For around eight decades, Palestine has been the world’s question that won’t be answered; a place where justice claims have been examined and found wanting. The UN Charter, which was born after the devastation of war, committed to peace, equality and protection for the oppressed.
But in Palestine, those promises have been written and erased, spoken and undone, over and over again by Israel. The explanation is not hard to find: when Israel is held at bay, Washington’s veto bears all but formal testimony that International Law amounts to a charade—it plays well, speaks loudly, and signifies nothing.
Since 1972, the United States has used its veto to shield Israel from accountability more than 50 times, roughly half of all vetoes it has ever cast in the Security Council.
The first came in September 1972, when it blocked a resolution condemning Israel’s bombardment of Lebanon. That set the tone for decades. Washington vetoed measures censuring settlement expansion, rejecting Israel’s annexation of East Jerusalem and the Golan Heights, condemning its 1982 invasion of Lebanon, and even a 2011 draft declaring settlements “illegal,” despite admitting it agreed with the content.

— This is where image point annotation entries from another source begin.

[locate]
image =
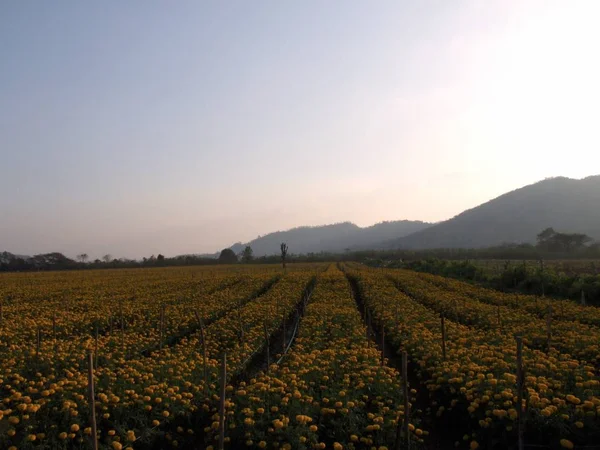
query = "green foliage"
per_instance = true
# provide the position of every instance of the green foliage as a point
(530, 279)
(247, 255)
(566, 242)
(227, 256)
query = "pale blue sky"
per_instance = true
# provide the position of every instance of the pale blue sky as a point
(134, 128)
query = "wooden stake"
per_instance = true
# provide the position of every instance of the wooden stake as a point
(203, 336)
(382, 345)
(161, 326)
(222, 402)
(443, 338)
(96, 348)
(520, 385)
(406, 399)
(499, 319)
(38, 342)
(267, 344)
(548, 327)
(92, 400)
(284, 336)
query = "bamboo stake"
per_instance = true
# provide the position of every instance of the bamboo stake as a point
(406, 402)
(549, 326)
(203, 336)
(283, 337)
(520, 383)
(499, 318)
(38, 342)
(382, 346)
(443, 338)
(267, 345)
(92, 400)
(222, 402)
(96, 348)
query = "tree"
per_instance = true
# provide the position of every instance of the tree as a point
(545, 236)
(227, 256)
(247, 254)
(284, 249)
(565, 242)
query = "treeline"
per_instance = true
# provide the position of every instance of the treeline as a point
(58, 261)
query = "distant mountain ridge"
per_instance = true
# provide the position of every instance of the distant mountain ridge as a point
(566, 204)
(335, 238)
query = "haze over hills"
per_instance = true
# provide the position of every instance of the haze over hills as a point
(331, 238)
(565, 204)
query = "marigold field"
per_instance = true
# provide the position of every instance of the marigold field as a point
(312, 361)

In 2017, America stood isolated 14 to 1, vetoing a resolution rejecting Trump’s recognition of Jerusalem as Israel’s capital. In 2023 and 2024, it blocked repeated calls for a Gaza ceasefire, even as thousands of civilians were killed. A single raised hand has erased the will of the world, again and again.
This is not balance. It is complicity.
The General Assembly, not subject to the veto, has condemned Israel repeatedly. Between 2015 and 2023, it approved, in all, 154 resolutions condemning Israel compared to a mere 71 against all other member states combined. Another 17 resolutions were adopted in 2024, including a historic one calling for Israel to leave the territories it occupied within a year.
The deeper reality is that America is not powerless to restrain Israel; it is simply unwilling. Israel is seen as a strategic ally, a “democratic outpost” in the Middle East, and a partner in military technology and intelligence. In Washington, domestic politics make any move to condition aid or arms politically costly. Successive administrations frame their vetoes as blocking “unbalanced” texts. In truth, they block justice.
This shield has given Israel the confidence to project its power well beyond its borders. Israel has gone to war with Egypt and Jordan since 1948, invaded Lebanon multiple times, bombed Syria, blew up Iraq’s Osirak nuclear reactor in 1981, killed PLO leaders in Tunisia in 1985, and conducted the astonishing Entebbe raid in Uganda in 1976.
In more recent years, it has targeted sites in Sudan and Yemen, while a missile attack on Doha was the first Israeli strike in the [Persian] Gulf. Throughout its short history, Israel has attacked or invaded 10 countries, an amazing feat for a state of its stature, but feasible only due to the fact that it is able to count on Washington shielding it from any consequences.
For the Muslim world, this issue is not just geopolitical but moral. The Qur’an teaches the sanctity of human life and the duty to stand with the oppressed. Yet the international system allows one veto to outweigh the blood of thousands. Palestinians see not only an occupier on their land, but a superpower ensuring the occupier’s impunity.
There are other options, but all of them require courage. The General Assembly can use the ‘Uniting for Peace’ procedure if the Council is blocked. And states may adopt arms embargoes or suspend export licences that sustain the occupation. Courts have other options for holding someone accountable, such as the International Criminal Court or universal jurisdiction.
Countries could recognise Palestine, sanction settlement businesses, or make trade conditional. Even humanitarian firewalls ensured aid corridors, protection for medics and journalists would be a step in the right direction.
But none of this will come from waiting on the Security Council. Liberation has never been gifted by institutions; it has always been demanded by people and nations willing to act beyond great-power vetoes.
History will not remember the technicalities of UN procedure. It will remember the children buried under rubble in Gaza, the erased villages of the West Bank, and the sprawling refugee camps of Lebanon and Jordan. America’s vetoes are not mere votes; they are shields for injustice. The General Assembly’s condemnations are not just pieces of paper; they are testimonies of a world betrayed.
If the international system cannot protect Palestine, the most visible symbol of dispossession in our age, then it cannot claim to protect anyone. For Iran, for the Arab world, and for Muslims everywhere, this is not only a diplomatic failure. It is the measure of whether dignity, justice, and international law retain any meaning at all in the twenty-first century.